A Light in the Clouds

A Light in the Clouds October 19, 2023

This morning as I sat on my patio drinking coffee, I looked up at the sky where the rising sun was shining on the clouds. And it struck me again how beautiful this world is. I basked in that beauty for a while; centered myself in it.

Yes, there is ugliness also. Humans in particular bring ugliness. Human cruelty, destructiveness, vulgarity, stupidity, etc. etc. is all so present. Yet the beauty of a lighted-filled sky is above that ugliness, both literally and figuratively. It transcends it.

There is, of course, a certain cruelty in the rest of Nature also. A few days ago, as I walked by the Mississippi River, I watched a hawk chase down a pigeon, and after a dramatic chase, captured it in its talons. Then, I saw a bald eagle from at least a half mile away rapidly soaring toward the hawk. It gave chase  a while and finally the hawk dropped its prize. The eagle, in one gloriously graceful movement, veered down and caught the pigeon in mid-air as it dropped and flew off with it.

Brutal for the pigeon, yes, and even for the hawk. But for me as a spectator it held something of the sublime. Ugliness, I think, belongs exclusively to human activity. Nature, even in the kind of cruelty I had just witnessed, retains its innocence. Hawk and eagle were just doing as natural evolution shaped them to do. And they did it with incredible grace.

Nature is often cruel to us humans, also. Disease, bad genes, a variety of natural disasters for a few examples. But none of this is according to plan. Its just the way of the world. It was not made for us nor we for it. It brought us forth. Not for any particular reason; Nature, it seems, is just wildly creative, and we are a part of that creation. The bad comes along with the good.

As I use them, the two words, ‘Nature’ and ‘God’ are synonyms. They both alike  refer to the source and ultimate context of the entire creational process of this world as well as the mystery that lies at its base. So I will change words here and talk of the beauty of God instead of the beauty of Nature.

I grew up Catholic and I still think of myself as a ‘black-sheep Catholic’. While I reject much of Catholicism, perhaps most of it, I retain a great respect for one of its aspects. This is how it valued beauty. That value led the church to support the creation of some of the most beautiful art, architecture, and music of Western Culture.

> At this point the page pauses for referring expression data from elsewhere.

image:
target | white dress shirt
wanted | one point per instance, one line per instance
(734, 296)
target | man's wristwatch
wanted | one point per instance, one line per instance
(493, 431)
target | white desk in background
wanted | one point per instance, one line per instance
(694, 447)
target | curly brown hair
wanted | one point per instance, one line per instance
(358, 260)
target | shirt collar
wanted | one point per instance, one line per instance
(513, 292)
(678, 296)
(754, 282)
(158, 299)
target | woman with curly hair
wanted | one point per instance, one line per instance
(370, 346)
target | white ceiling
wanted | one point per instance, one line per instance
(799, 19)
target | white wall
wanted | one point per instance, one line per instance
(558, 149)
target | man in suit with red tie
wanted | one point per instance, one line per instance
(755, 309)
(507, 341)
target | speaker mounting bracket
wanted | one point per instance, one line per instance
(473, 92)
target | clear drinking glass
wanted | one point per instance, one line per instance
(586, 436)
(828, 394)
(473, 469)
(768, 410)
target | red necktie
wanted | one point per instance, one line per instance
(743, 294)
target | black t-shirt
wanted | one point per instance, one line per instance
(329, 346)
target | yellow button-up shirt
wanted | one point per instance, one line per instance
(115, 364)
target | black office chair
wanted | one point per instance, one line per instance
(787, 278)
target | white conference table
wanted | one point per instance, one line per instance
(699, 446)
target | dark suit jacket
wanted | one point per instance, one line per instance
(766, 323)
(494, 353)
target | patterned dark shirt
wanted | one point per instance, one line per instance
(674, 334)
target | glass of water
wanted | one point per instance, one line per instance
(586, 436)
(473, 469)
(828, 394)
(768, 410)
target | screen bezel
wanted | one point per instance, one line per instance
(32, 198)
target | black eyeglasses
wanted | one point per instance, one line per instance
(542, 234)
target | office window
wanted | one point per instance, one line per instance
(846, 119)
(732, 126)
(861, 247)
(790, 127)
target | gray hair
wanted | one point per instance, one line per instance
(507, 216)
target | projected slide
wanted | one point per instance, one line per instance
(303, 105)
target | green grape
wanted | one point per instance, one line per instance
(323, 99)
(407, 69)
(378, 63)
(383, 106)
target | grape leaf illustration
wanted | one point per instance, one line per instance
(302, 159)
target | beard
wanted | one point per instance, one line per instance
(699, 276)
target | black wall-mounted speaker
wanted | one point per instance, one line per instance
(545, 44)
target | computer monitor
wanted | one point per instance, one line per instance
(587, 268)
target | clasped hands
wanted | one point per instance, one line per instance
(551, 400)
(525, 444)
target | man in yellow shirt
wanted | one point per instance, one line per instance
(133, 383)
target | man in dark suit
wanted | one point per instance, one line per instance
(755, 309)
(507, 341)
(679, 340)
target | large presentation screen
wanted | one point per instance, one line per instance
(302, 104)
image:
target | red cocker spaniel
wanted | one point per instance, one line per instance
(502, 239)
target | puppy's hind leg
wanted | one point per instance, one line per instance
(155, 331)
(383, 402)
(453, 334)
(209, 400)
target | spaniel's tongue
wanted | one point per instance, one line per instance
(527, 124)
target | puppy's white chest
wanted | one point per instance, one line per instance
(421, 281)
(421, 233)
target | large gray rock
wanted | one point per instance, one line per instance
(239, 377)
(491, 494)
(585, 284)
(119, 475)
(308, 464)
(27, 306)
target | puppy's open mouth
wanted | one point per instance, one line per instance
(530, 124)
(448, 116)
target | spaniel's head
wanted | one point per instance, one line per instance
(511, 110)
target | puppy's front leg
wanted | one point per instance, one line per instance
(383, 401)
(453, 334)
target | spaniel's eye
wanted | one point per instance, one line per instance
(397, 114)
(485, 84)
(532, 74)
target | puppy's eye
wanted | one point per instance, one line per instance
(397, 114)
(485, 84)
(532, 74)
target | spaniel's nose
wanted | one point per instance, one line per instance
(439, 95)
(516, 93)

This adherence to beauty, to see in beauty a way to worship God and even enter communion with God, is something I find sadly lacking in so much American Protestantism, and even in modern Catholicism.

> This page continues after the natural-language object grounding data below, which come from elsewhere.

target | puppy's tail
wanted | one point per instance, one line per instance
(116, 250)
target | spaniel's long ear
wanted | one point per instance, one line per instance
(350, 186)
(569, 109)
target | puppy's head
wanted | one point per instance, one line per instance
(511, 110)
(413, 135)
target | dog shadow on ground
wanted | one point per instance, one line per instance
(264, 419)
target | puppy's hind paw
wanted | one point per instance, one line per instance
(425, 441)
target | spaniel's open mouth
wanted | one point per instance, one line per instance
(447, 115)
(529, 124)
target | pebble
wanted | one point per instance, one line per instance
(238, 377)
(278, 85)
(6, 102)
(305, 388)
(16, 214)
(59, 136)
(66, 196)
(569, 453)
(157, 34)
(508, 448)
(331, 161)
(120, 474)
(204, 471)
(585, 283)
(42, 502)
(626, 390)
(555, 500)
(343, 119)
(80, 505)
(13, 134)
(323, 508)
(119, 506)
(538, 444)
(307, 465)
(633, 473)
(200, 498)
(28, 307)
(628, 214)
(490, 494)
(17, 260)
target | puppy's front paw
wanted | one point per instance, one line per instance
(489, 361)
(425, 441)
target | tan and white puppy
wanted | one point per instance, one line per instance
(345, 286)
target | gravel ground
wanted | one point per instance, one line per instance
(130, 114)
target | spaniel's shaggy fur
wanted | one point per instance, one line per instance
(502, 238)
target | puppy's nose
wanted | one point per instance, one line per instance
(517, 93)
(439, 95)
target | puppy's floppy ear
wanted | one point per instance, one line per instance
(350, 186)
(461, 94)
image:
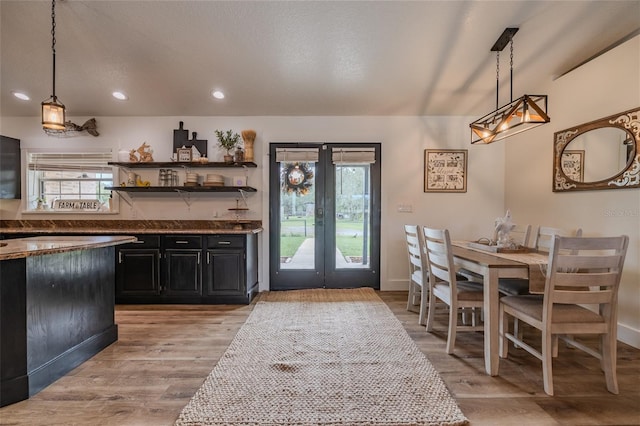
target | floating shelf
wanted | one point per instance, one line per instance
(169, 164)
(150, 189)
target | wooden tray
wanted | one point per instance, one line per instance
(496, 249)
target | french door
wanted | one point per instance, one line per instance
(324, 215)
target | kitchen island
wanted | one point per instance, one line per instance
(56, 308)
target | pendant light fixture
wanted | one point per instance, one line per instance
(517, 116)
(53, 116)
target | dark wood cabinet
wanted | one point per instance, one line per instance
(220, 268)
(138, 269)
(182, 271)
(225, 272)
(231, 267)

Part of this, lies in the idea that the beauty we take in through our senses is a lower form of beauty than that of such “spiritual” things as virtue, self-discipline and holiness. There is a truth to that, but none of that negates the beauty of the world that we do take in through the senses. In my experience, to love such beauty is indeed a “way to worship God.” (Though the idea that a god in any form would have use for human worship strikes me as absurd.)

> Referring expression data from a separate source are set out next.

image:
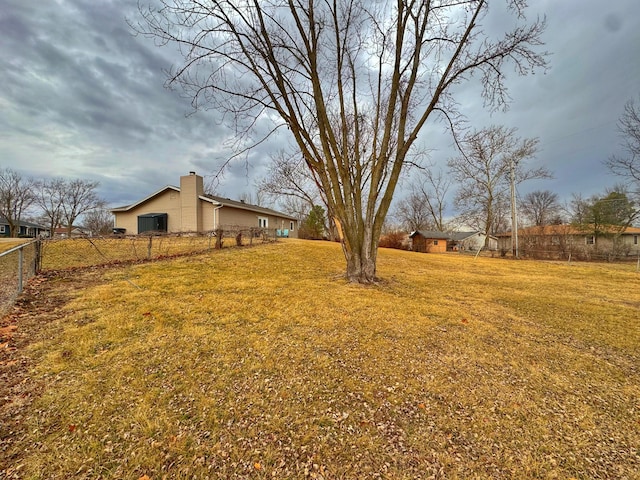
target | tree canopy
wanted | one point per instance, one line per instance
(353, 81)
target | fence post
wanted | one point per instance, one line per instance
(20, 268)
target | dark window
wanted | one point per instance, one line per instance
(152, 222)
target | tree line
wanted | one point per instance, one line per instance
(53, 203)
(490, 160)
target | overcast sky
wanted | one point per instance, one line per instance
(81, 97)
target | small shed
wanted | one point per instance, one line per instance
(429, 241)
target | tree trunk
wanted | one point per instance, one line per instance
(360, 249)
(361, 264)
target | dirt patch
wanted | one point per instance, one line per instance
(28, 321)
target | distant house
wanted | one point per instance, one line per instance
(434, 242)
(560, 241)
(27, 229)
(188, 209)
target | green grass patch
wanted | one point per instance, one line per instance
(266, 363)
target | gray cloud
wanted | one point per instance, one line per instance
(82, 96)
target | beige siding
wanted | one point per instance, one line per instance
(188, 210)
(167, 202)
(191, 187)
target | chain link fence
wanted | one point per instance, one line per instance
(20, 263)
(94, 251)
(17, 266)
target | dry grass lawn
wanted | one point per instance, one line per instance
(263, 362)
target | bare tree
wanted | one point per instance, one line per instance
(289, 177)
(628, 166)
(353, 81)
(49, 196)
(79, 197)
(16, 196)
(540, 207)
(98, 221)
(412, 212)
(426, 203)
(483, 172)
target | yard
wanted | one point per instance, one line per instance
(263, 362)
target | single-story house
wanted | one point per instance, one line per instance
(558, 241)
(188, 209)
(433, 241)
(27, 229)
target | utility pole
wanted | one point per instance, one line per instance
(514, 214)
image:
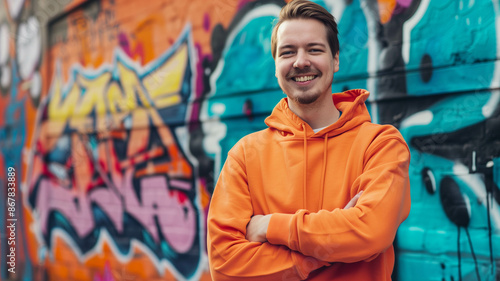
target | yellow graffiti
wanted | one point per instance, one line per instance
(163, 90)
(105, 95)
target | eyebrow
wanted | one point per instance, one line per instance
(312, 44)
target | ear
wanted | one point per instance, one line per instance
(336, 62)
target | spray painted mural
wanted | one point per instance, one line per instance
(117, 116)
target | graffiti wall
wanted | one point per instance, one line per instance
(116, 117)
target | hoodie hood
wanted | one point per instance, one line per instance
(351, 103)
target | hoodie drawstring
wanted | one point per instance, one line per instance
(323, 172)
(305, 167)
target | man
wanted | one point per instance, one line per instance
(288, 202)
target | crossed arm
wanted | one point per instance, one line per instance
(257, 227)
(297, 244)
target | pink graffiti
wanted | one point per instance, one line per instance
(175, 214)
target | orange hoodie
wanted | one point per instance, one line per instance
(305, 179)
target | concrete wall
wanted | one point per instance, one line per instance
(116, 117)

Jesus gave as the highest commandment that we should love God with our whole heart and soul and love our neighbor as yourself. Amen to that.

It is only through the beauty of the world that I can love God deeply and joyfully, for it is easy to love that which we find beautiful, and it is easy to find beauty in that which we love. And it is only through that love of God, the source and ultimate context of this world, that I can approach the much harder task of loving my fellow human beings, despite the ugliness they bring into the world.

Perhaps from a ‘god’s-eye’ perspective, a perspective that sees through time, humans are just as innocent as the hawk and eagle. Perhaps we behave just as natural evolution shaped us to do. Unfortunately I don’t have a ‘god’s-eye’ perspective, so I can only wonder and gaze at light filled clouds.